Benteng ini diidentifikasi sebagai pusat kota Kerajaan Aru yang berdiri dari abad ke-13 hingga abad ke-16. Pusat Studi Sejarah dan Ilmu-Ilmu Sosial Lembaga Penelitian Universitas Negeri Medan (Pussis-Unimed) melalui analisis tekstual menyebutkan bahwa Kerajaan Aru berpusat di Deli Tua, yang diperkuat dengan keberadaan Benteng Putri Hijau.
Di situs ini ditemukan berbagai artefak penting, antara lain:
- Fragmen keramik dari Tiongkok
- Pecahan tembikar
- Mata uang logam dirham Aceh
- Berbagai artefak lain yang mengindikasikan aktivitas manusia pada masa lampau
Temuan arkeologis ini memberikan bukti penting mengenai hubungan perdagangan dan politik Kerajaan Aru dengan berbagai wilayah, termasuk Tiongkok dan Kesultanan Aceh.

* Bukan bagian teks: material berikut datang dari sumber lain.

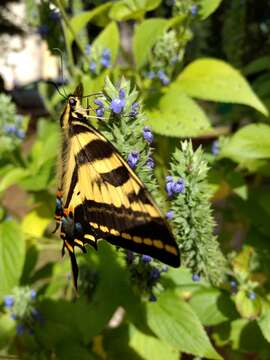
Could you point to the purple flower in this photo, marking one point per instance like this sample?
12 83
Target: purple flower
133 159
169 214
8 301
152 298
20 328
134 109
117 105
43 30
20 134
13 316
252 295
151 75
154 274
150 162
122 94
163 77
148 135
129 257
10 129
100 112
33 294
233 284
92 67
98 102
106 58
196 277
178 186
169 185
165 268
194 10
146 259
88 49
55 15
215 147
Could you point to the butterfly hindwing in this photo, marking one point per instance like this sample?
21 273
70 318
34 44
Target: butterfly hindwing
104 199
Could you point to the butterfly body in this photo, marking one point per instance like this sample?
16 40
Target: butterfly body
100 197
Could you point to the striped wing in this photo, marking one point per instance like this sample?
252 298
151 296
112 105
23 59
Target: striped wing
107 199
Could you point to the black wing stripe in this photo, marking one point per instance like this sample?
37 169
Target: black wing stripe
95 150
73 183
78 129
116 177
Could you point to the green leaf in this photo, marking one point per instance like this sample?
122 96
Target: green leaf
35 223
207 7
132 9
174 322
12 176
212 306
145 36
7 330
212 79
249 143
109 38
149 347
12 254
264 321
178 115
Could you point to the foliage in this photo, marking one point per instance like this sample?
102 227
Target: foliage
197 134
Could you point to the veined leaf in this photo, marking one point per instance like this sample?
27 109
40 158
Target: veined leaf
12 254
212 79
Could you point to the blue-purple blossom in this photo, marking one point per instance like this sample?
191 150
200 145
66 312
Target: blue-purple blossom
106 58
146 259
20 134
10 129
98 102
152 298
215 147
178 186
252 295
150 162
169 185
129 257
165 268
55 15
33 294
20 329
122 94
196 277
163 77
169 214
151 75
88 48
92 67
8 301
117 105
43 30
100 112
154 273
148 135
133 159
13 316
134 109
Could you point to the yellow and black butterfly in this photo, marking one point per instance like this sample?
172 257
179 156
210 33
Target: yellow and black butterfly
100 196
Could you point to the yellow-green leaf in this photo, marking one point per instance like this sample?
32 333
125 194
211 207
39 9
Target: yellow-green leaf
212 79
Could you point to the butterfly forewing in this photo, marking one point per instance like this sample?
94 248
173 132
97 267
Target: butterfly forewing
104 199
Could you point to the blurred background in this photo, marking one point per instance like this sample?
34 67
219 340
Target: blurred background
196 79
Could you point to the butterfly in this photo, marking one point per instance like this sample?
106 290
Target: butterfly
100 197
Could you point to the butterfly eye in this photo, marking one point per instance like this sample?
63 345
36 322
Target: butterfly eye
72 102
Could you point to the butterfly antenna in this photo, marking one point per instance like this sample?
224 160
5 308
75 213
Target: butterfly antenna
61 69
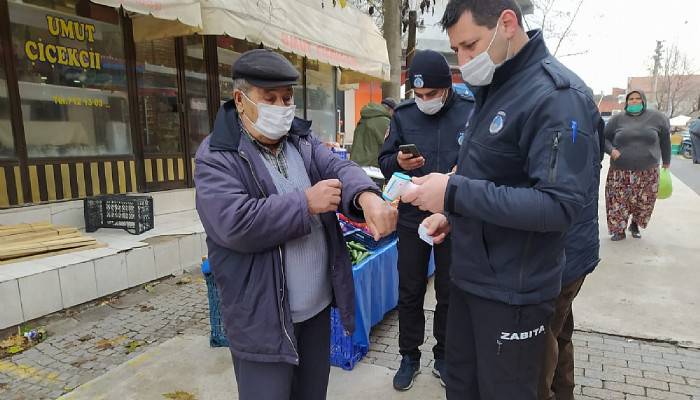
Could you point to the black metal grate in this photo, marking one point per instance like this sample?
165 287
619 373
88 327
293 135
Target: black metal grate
134 214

Konteks Sejarah dan Konflik
Benteng Putri Hijau memiliki peran sentral dalam konflik antara Kerajaan Aru dan Kesultanan Aceh pada abad ke-16. Sebagai benteng pertahanan utama, struktur ini dibangun untuk menghadapi ancaman dari kerajaan-kerajaan lain, terutama saat konflik dengan Kesultanan Aceh yang berupaya menguasai jalur perdagangan strategis di Selat Malaka.
Catatan sejarah menunjukkan bahwa pada pertengahan abad ke-16, terjadi pertempuran besar antara pasukan Kerajaan Aru yang bertahan di Benteng Putri Hijau melawan pasukan Kesultanan Aceh yang dibantu oleh Kesultanan Johor dan Portugis. Dalam pertempuran tersebut, Raja Aru dikabarkan gugur dan benteng akhirnya jatuh ke tangan Kesultanan Aceh.
Aspek Budaya dan Legenda
Di area situs terdapat dua mata air yang memiliki nilai penting bagi masyarakat setempat:
1. Pemandian Putri Hijau
2. Pemandian Panglima atau Pancur Gading
Kedua mata air ini hingga kini masih sering dikunjungi warga untuk keperluan ritual atau pengobatan tradisional, menunjukkan keberlanjutan aspek kultural dari situs ini.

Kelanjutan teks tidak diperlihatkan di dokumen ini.